The woman is to say: "I wyll."

This closes the first part. The second part is the gifta, or marriage properly so called, per verba de praesenti. The priest says: "Who gyues me this wyfe?" "Then," runs the Latin rubric, "shall the woman be given away by her father or by a friend; if a maid, she shall have her hand bare; if a widow, she shall have it covered."[989] The man shall receive her to keep in God's faith and his own, as he has vowed before the priest; and holding her by the right hand with his right hand, he shall plight the woman his troth in words of the present tense, saying after the priest:

"Here I take thee N. to my wedded wyfe, to haue and to holde, at bedde and at borde, for fayrer for fouler, for better for warse, in sekeness and in hele, tyl dethe us departe, and thereto I plyght the my trouthe;" and the woman makes the same vow in the same words.

"Then shall the man place gold, silver, and a ring upon a shield or a book. And the priest shall enquire whether the ring has already been blessed." If not, the priest is to bless it in prescribed form, and sprinkle it with holy water. Then follows a curious ceremony. The bridegroom "takes the ring with his three principal fingers, and says after the priest, beginning with the thumb of the bride, 'In nomine Patris;' at the second finger, 'et Filii;' at the third finger, 'et Spiritus Sancti;' at the fourth or middle finger, 'Amen;'[990] and there he leaves the ring, because according to the Decree ... 'in the middle finger there is a certain vein extending to the heart.'"[991]

After this delicious bit of popular superstition, handed down to our own days from remote antiquity, the bridegroom, holding his bride by the hand, says after the priest: "With this rynge I wedde the, and with this golde and siluer I honoure the, and with this gyft I dowe thee."

The priest next "asks the dower of the woman." If "land is given her in the dower," the bride "prostrates herself at the feet of the bridegroom;" but the York ritual does not go so far as one manuscript of the Sarum manual, in requiring that the woman shall "kiss the right foot" of her spouse.[992]

The ceremony ends with prayer and benediction, followed by the entrance into the church for celebration of the bridal mass.[993]

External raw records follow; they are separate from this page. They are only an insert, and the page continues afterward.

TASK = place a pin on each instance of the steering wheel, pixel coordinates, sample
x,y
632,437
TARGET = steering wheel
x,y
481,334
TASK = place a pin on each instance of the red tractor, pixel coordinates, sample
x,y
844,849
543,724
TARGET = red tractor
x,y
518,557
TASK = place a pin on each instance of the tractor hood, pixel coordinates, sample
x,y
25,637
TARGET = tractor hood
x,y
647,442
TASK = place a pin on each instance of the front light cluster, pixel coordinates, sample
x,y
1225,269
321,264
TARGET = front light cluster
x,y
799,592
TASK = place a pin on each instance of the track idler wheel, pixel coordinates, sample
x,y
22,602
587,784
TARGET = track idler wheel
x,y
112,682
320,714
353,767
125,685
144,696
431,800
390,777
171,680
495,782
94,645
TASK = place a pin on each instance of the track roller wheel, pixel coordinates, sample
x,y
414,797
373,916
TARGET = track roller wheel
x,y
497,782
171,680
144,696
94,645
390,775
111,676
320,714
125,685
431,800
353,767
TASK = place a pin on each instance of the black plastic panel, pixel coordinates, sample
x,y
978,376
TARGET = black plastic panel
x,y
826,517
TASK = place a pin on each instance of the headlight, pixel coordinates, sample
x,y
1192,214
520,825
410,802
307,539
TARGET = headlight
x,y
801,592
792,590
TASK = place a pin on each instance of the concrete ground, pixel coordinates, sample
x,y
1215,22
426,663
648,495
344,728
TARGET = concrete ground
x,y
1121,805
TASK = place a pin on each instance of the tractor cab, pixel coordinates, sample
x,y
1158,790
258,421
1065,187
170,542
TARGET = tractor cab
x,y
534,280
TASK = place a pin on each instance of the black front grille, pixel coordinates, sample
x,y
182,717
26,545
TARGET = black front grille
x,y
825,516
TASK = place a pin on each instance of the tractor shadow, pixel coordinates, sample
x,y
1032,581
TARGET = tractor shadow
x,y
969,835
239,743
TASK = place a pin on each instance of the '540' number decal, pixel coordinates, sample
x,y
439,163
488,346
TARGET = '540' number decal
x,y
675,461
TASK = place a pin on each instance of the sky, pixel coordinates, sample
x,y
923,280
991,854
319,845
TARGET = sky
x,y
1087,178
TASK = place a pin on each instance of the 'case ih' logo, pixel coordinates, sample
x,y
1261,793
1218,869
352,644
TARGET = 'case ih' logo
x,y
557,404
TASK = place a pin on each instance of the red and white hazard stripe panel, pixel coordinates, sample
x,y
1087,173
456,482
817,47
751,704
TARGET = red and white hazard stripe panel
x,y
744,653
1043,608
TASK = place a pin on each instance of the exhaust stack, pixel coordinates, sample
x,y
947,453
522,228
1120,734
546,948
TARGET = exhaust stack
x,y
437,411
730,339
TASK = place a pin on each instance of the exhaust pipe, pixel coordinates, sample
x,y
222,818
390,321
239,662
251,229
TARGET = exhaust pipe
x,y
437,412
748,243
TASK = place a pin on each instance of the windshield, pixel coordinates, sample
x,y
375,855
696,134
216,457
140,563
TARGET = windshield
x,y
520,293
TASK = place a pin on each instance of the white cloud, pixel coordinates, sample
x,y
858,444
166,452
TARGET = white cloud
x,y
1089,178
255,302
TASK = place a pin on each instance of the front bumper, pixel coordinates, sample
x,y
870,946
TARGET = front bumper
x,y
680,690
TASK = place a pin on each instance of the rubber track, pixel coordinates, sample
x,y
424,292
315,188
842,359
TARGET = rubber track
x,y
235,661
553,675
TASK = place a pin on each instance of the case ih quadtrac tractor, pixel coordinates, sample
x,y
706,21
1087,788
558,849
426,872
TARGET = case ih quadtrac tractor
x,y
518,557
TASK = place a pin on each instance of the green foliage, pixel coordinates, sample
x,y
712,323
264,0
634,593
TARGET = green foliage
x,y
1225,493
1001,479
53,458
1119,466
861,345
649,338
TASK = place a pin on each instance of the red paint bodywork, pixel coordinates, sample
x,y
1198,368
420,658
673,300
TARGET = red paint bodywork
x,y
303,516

The historical significance of the ritual just analyzed is readily perceived.[994] In the ring, the gold, and the silver there is a plain recognition of the arrha, though it was coming to be regarded as a kind of symbolical assignment of the wife's dower.[995] It is noticeable that the tradition is still conducted by the "father or a friend." It is a private lay transaction in which the priest has no legal part. He is still a mere orator, rather than a necessary actor, though there is a manifest effort to gain the recognition of the priestly office as essential to a Christian marriage. Martene has pointed out that in all the early rituals the words vos conjungo[996] are unknown. It is the "parties who marry themselves." The matrimonial contract arises solely in their consent.[997]